JAKARTA, Indotimes.co.id – Panitia penyelenggara Asian Para Games 2018 (Inapgoc) menyediakan 2.000 tiket tambahan untuk upacara pembukaan Asian Para Games 2018. Upacara pembukaan akan berlangsung di Stadion Utama Gelora Bung Karno (SUGBK) Jakarta pada Sabtu (6/10) mendatang.

“Kemungkinan akan ditambah 2.000 tiket,” ujar Ketua Umum Inapgoc, Raja Sapta Oktohari, di GBK Arena, Senayan, Jakarta, Kamis (4/10).

Menurut Okto, sapaan akrab, Raja Sapta Oktohari, penambahan tiket itu dilakukan karena tiket yang dijual sebelumnya telah terjual habis sejak Rabu (3/10). Padahal, menurutnya, animo masyarakat yang ingin menyaksikan pembukaan Asian Para Games 2018 sangat besar.

Hal itulah yang membuat INAPGOC kemudian memutuskan untuk menambah tiket dengan mengefisiensikan persediaan kursi terakhir agar slot untuk kursi tambahan bisa tersedia.

Dikatakanya 2.000 tiket tambahan tersebut akan didistribusikan untuk semua kategori. INAPGOC tengah mengupayakan agar pembelian tiket sudah bisa dilakukan mulai hari ini (Kamis –red) secara online.

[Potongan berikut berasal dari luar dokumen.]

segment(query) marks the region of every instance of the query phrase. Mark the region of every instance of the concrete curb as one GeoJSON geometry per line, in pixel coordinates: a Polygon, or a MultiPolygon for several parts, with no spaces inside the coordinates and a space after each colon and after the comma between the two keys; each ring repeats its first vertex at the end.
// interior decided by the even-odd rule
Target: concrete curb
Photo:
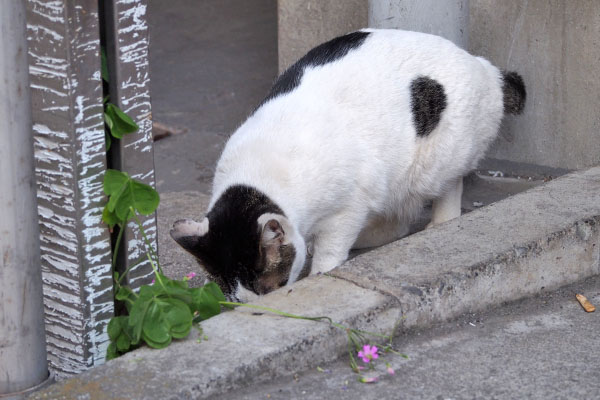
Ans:
{"type": "MultiPolygon", "coordinates": [[[[259,304],[385,332],[518,299],[600,270],[600,167],[362,254],[259,304]]],[[[203,398],[332,360],[325,323],[232,311],[164,350],[139,349],[30,398],[203,398]]]]}

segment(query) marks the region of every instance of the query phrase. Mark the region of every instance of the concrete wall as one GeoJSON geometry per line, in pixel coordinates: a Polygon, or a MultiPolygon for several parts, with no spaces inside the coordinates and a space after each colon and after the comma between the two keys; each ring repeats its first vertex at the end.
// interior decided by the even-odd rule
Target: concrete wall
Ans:
{"type": "Polygon", "coordinates": [[[471,0],[470,51],[523,75],[522,116],[489,155],[562,168],[600,162],[600,1],[471,0]]]}
{"type": "Polygon", "coordinates": [[[279,72],[308,50],[367,26],[367,0],[278,0],[279,72]]]}
{"type": "Polygon", "coordinates": [[[518,71],[528,99],[488,157],[554,168],[600,163],[600,1],[279,0],[279,70],[367,24],[444,36],[518,71]]]}
{"type": "Polygon", "coordinates": [[[369,0],[369,27],[432,33],[469,43],[469,0],[369,0]]]}

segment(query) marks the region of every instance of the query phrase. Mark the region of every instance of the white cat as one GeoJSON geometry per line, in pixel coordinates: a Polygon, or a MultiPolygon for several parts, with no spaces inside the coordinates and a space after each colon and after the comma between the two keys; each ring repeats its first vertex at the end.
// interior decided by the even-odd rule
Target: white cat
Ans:
{"type": "Polygon", "coordinates": [[[524,103],[518,74],[443,38],[333,39],[279,77],[229,139],[206,217],[171,236],[230,297],[327,272],[406,234],[426,200],[431,224],[458,217],[463,175],[524,103]]]}

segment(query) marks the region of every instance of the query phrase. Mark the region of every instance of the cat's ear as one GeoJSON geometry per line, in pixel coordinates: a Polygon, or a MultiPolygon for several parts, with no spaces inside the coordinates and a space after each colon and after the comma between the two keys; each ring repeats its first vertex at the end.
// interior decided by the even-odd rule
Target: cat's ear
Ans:
{"type": "Polygon", "coordinates": [[[279,214],[263,214],[258,218],[260,233],[260,246],[265,252],[269,263],[279,258],[279,248],[288,241],[286,230],[289,222],[286,217],[279,214]]]}
{"type": "Polygon", "coordinates": [[[208,218],[204,218],[202,222],[196,222],[193,219],[180,219],[175,221],[173,229],[169,233],[181,247],[196,255],[200,242],[208,235],[208,228],[208,218]]]}

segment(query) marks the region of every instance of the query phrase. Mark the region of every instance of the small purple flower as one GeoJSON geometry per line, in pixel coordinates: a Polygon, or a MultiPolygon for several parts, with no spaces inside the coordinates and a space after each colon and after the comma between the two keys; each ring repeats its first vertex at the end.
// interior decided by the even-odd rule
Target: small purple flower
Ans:
{"type": "Polygon", "coordinates": [[[360,378],[358,378],[358,381],[361,383],[375,383],[377,382],[377,377],[373,376],[371,378],[367,378],[365,376],[361,376],[360,378]]]}
{"type": "Polygon", "coordinates": [[[396,373],[396,371],[394,371],[394,368],[392,368],[392,366],[390,365],[390,363],[386,363],[385,367],[386,367],[386,370],[387,370],[388,374],[394,375],[396,373]]]}
{"type": "Polygon", "coordinates": [[[358,357],[362,358],[363,362],[369,363],[371,360],[376,360],[379,357],[377,354],[377,346],[369,346],[365,344],[363,349],[358,352],[358,357]]]}
{"type": "Polygon", "coordinates": [[[190,279],[192,279],[195,276],[196,276],[195,272],[190,272],[189,274],[186,274],[186,276],[183,277],[183,280],[184,281],[189,281],[190,279]]]}

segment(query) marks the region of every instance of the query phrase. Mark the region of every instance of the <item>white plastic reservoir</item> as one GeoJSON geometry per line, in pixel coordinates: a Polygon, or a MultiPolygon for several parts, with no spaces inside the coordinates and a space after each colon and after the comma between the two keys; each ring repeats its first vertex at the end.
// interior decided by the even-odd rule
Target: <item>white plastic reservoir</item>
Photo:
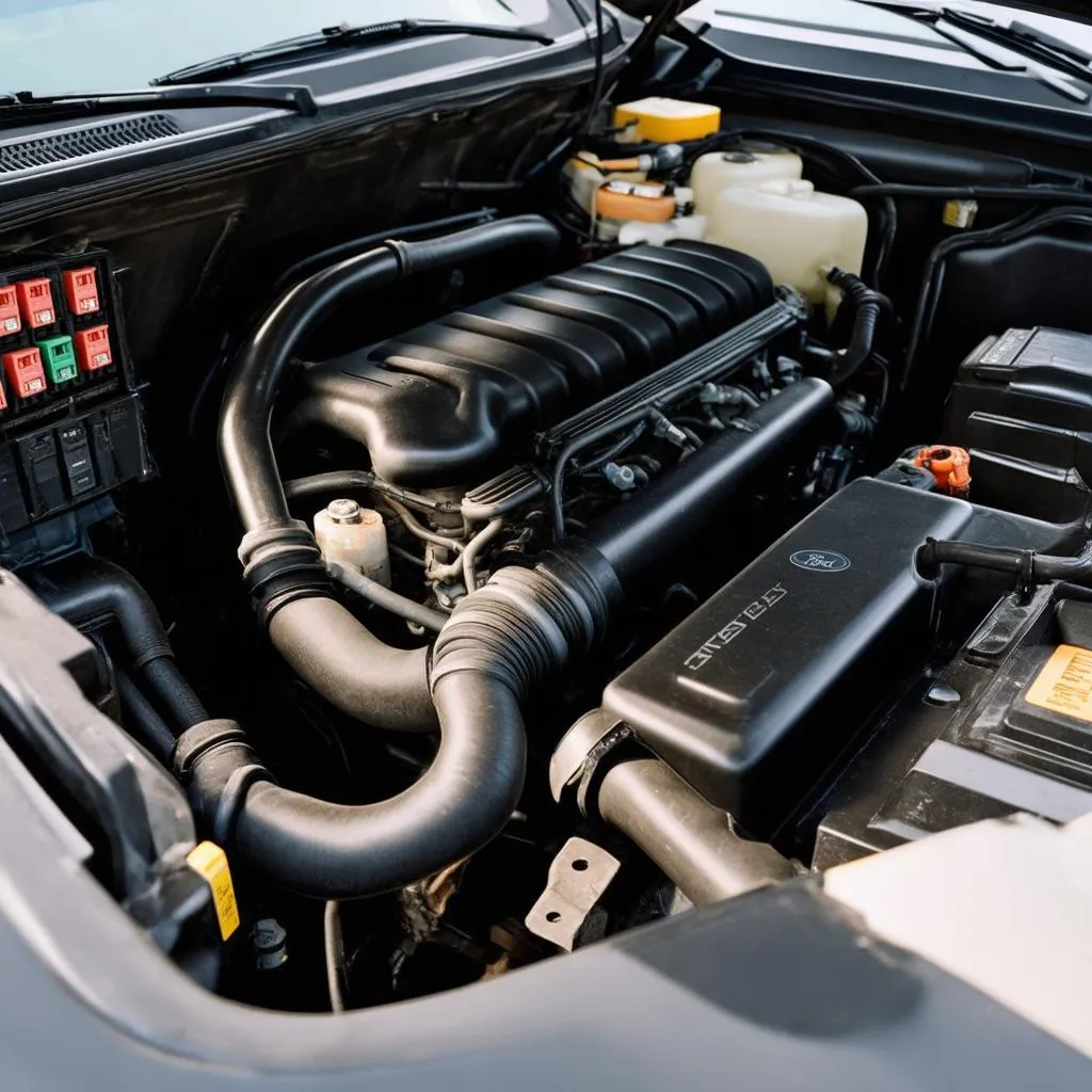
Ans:
{"type": "Polygon", "coordinates": [[[799,180],[724,190],[705,229],[710,242],[759,259],[775,284],[791,285],[812,304],[827,302],[823,268],[860,273],[867,237],[864,205],[799,180]]]}
{"type": "Polygon", "coordinates": [[[690,171],[690,187],[698,213],[710,215],[726,189],[756,189],[763,182],[791,182],[804,173],[795,152],[710,152],[690,171]]]}
{"type": "Polygon", "coordinates": [[[327,563],[361,572],[390,587],[387,529],[379,512],[355,500],[332,500],[314,513],[314,541],[327,563]]]}

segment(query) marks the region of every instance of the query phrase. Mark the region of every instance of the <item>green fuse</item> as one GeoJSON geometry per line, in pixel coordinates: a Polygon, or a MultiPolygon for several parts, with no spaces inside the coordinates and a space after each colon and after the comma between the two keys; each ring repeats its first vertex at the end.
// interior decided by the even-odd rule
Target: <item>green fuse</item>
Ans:
{"type": "Polygon", "coordinates": [[[46,366],[46,372],[55,383],[67,383],[70,379],[75,379],[79,368],[75,363],[75,347],[72,339],[67,334],[63,337],[47,337],[37,342],[41,352],[41,360],[46,366]]]}

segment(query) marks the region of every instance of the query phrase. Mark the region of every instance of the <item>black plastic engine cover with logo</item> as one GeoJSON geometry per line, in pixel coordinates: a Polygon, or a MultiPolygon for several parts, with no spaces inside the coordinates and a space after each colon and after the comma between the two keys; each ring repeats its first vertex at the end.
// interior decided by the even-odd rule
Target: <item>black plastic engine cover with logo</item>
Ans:
{"type": "Polygon", "coordinates": [[[863,478],[624,672],[604,707],[709,800],[770,836],[930,646],[914,550],[965,501],[863,478]]]}

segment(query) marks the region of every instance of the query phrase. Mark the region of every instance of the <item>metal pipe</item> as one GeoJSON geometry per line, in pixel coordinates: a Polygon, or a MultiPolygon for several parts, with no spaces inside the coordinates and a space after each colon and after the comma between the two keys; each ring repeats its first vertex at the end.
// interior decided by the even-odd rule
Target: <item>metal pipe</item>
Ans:
{"type": "Polygon", "coordinates": [[[696,906],[796,875],[796,866],[772,845],[740,838],[724,811],[660,759],[612,767],[597,803],[602,818],[634,842],[696,906]]]}

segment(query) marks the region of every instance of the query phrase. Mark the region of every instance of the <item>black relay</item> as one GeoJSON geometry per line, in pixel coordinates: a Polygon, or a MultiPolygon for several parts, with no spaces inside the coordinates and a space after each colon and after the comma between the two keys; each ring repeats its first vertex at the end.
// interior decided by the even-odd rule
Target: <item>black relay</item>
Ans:
{"type": "Polygon", "coordinates": [[[0,272],[0,546],[153,470],[108,254],[0,272]]]}

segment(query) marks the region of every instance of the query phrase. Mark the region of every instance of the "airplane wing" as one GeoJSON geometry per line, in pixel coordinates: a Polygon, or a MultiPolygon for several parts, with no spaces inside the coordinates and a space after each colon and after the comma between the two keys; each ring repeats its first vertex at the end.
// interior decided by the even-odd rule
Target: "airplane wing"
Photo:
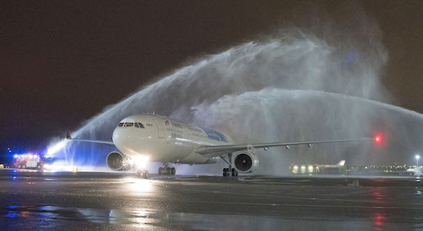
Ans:
{"type": "Polygon", "coordinates": [[[66,133],[66,140],[73,141],[81,141],[81,142],[86,142],[86,143],[102,143],[109,145],[114,146],[114,143],[111,141],[93,141],[93,140],[82,140],[78,138],[72,138],[70,136],[70,134],[69,132],[66,133]]]}
{"type": "Polygon", "coordinates": [[[291,145],[308,145],[316,143],[348,143],[348,142],[362,142],[362,141],[374,141],[373,138],[362,138],[355,140],[337,140],[337,141],[300,141],[300,142],[286,142],[286,143],[267,143],[248,145],[201,145],[195,150],[195,152],[199,153],[206,157],[213,157],[220,156],[223,154],[227,154],[240,150],[251,148],[264,148],[267,150],[270,147],[286,146],[289,148],[291,145]]]}

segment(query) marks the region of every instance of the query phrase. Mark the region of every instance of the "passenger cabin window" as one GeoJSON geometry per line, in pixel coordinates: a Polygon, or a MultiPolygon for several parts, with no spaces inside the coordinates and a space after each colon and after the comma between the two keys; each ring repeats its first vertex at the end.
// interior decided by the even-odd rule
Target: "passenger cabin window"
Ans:
{"type": "Polygon", "coordinates": [[[132,126],[134,126],[133,122],[125,122],[124,127],[132,127],[132,126]]]}
{"type": "Polygon", "coordinates": [[[144,125],[143,124],[141,124],[141,122],[135,122],[134,126],[137,127],[145,128],[144,125]]]}

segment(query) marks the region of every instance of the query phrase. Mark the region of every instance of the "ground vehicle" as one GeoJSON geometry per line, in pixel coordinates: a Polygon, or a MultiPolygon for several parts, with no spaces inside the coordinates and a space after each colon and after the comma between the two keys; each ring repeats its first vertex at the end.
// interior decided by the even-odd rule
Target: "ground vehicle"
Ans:
{"type": "Polygon", "coordinates": [[[44,161],[37,154],[15,154],[13,157],[13,166],[17,168],[41,170],[44,161]]]}

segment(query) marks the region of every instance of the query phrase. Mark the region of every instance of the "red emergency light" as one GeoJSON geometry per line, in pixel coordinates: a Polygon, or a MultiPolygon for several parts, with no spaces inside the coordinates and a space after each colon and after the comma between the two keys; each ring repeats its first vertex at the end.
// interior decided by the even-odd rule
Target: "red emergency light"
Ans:
{"type": "Polygon", "coordinates": [[[374,136],[374,142],[375,143],[382,143],[382,134],[376,134],[374,136]]]}

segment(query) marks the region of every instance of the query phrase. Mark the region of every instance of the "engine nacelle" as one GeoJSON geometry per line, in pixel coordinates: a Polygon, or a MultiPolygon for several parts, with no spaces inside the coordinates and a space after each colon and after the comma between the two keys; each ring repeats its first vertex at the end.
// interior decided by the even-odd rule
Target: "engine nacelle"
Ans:
{"type": "Polygon", "coordinates": [[[236,152],[234,155],[233,165],[238,173],[252,173],[259,167],[260,161],[254,152],[240,151],[236,152]]]}
{"type": "Polygon", "coordinates": [[[127,164],[126,157],[121,152],[111,152],[106,159],[109,168],[116,171],[130,170],[130,166],[127,164]]]}

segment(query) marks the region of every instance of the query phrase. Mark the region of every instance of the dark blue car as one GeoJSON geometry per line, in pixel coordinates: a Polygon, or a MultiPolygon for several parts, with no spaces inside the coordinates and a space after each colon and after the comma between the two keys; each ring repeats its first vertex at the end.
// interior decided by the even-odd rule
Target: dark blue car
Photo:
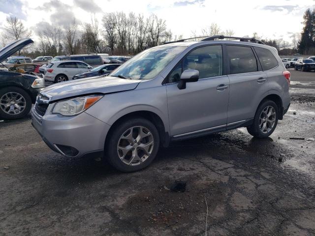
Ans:
{"type": "Polygon", "coordinates": [[[105,65],[101,65],[97,67],[95,67],[94,69],[92,69],[90,71],[77,74],[73,76],[72,80],[82,79],[83,78],[93,77],[99,75],[106,75],[111,73],[121,65],[121,64],[106,64],[105,65]]]}

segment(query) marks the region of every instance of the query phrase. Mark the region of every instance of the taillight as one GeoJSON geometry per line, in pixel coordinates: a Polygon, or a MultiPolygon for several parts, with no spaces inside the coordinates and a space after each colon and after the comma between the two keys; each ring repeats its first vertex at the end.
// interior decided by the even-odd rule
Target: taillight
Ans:
{"type": "Polygon", "coordinates": [[[283,72],[282,72],[282,74],[284,78],[286,79],[286,81],[287,81],[287,83],[290,84],[290,77],[291,77],[291,73],[288,71],[287,70],[285,70],[283,72]]]}

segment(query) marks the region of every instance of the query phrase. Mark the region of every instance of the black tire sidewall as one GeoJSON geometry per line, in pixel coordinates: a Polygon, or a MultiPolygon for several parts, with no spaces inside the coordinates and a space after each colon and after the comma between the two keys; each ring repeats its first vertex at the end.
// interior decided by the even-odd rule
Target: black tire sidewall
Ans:
{"type": "Polygon", "coordinates": [[[275,129],[276,129],[277,125],[278,124],[279,118],[279,109],[275,102],[271,100],[266,100],[261,103],[257,110],[257,111],[256,112],[253,124],[253,125],[255,125],[256,126],[255,127],[255,129],[258,132],[259,135],[258,135],[258,137],[260,138],[267,138],[267,137],[269,137],[271,134],[272,134],[272,133],[275,130],[275,129]],[[260,114],[261,114],[261,112],[262,112],[262,110],[268,106],[273,106],[276,110],[276,121],[275,123],[275,125],[274,126],[272,129],[271,129],[271,130],[270,130],[268,133],[263,133],[262,131],[261,131],[261,130],[260,130],[260,128],[259,127],[259,118],[260,117],[260,114]]]}
{"type": "Polygon", "coordinates": [[[143,118],[134,118],[125,120],[115,125],[106,138],[108,142],[105,147],[105,157],[114,167],[123,172],[131,172],[145,168],[153,161],[159,146],[158,131],[151,122],[143,118]],[[129,166],[123,163],[117,154],[117,144],[121,136],[128,128],[136,126],[142,126],[148,128],[153,135],[154,146],[151,154],[142,164],[136,166],[129,166]]]}
{"type": "Polygon", "coordinates": [[[9,115],[5,113],[0,108],[0,117],[4,119],[19,119],[25,117],[29,114],[30,111],[31,111],[31,109],[32,108],[32,102],[30,94],[29,94],[24,89],[20,88],[13,87],[6,87],[0,89],[0,98],[1,98],[1,97],[2,97],[2,96],[5,93],[10,92],[18,92],[24,97],[25,101],[26,102],[25,109],[24,109],[24,111],[19,114],[9,115]]]}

Baca juga :  PSSI Pastikan Timnas U-19 Berangkat ke Spanyol

Sebagaimana diketahui INAPGOC sebelumnya telah membuka penjualan tiket untuk pembukaan Asian Para Games 2018. Tiket tersebut yang dijual tersebut terbagi dalam empat kategori, yaitu bronze seharga Rp 500 ribu, silver Rp 750 ribu, gold Rp 1.500.000, dan platinum Rp 2.500.000.

Sesuai jadwal acara Pembukaan Asian Para Games 2018 akan berlangsung pada Sabtu (6/10) di Stadion Utama Gelora Bung Karno (GBK) Jakarta. Sedangkan, acara penutupan direncanakan akan dilaksanakan pada 13 Oktober 2018 di Stadion Madya, Senayan, Jakarta.

Upacara Pembukaan Asian Para Games 2018 akan diramaikan sederetan artis ternama, diantaranya adalah Armand Maulana, Once Mikel, Vidi Aldiano, dan Maudy Ayunda.

Para pengisi acara pembukaan tersebut, mulai Kamis (4/10) sudah melakukan gladi resik, sebagai persiapan untuk upacara pembukaan pesta akbar olahraga kaum disabilitas se-Asia. Upacar pembukaan yanga digadang-gadang terbaik dari dua perhelatan upacara pembukaan sebelumnya.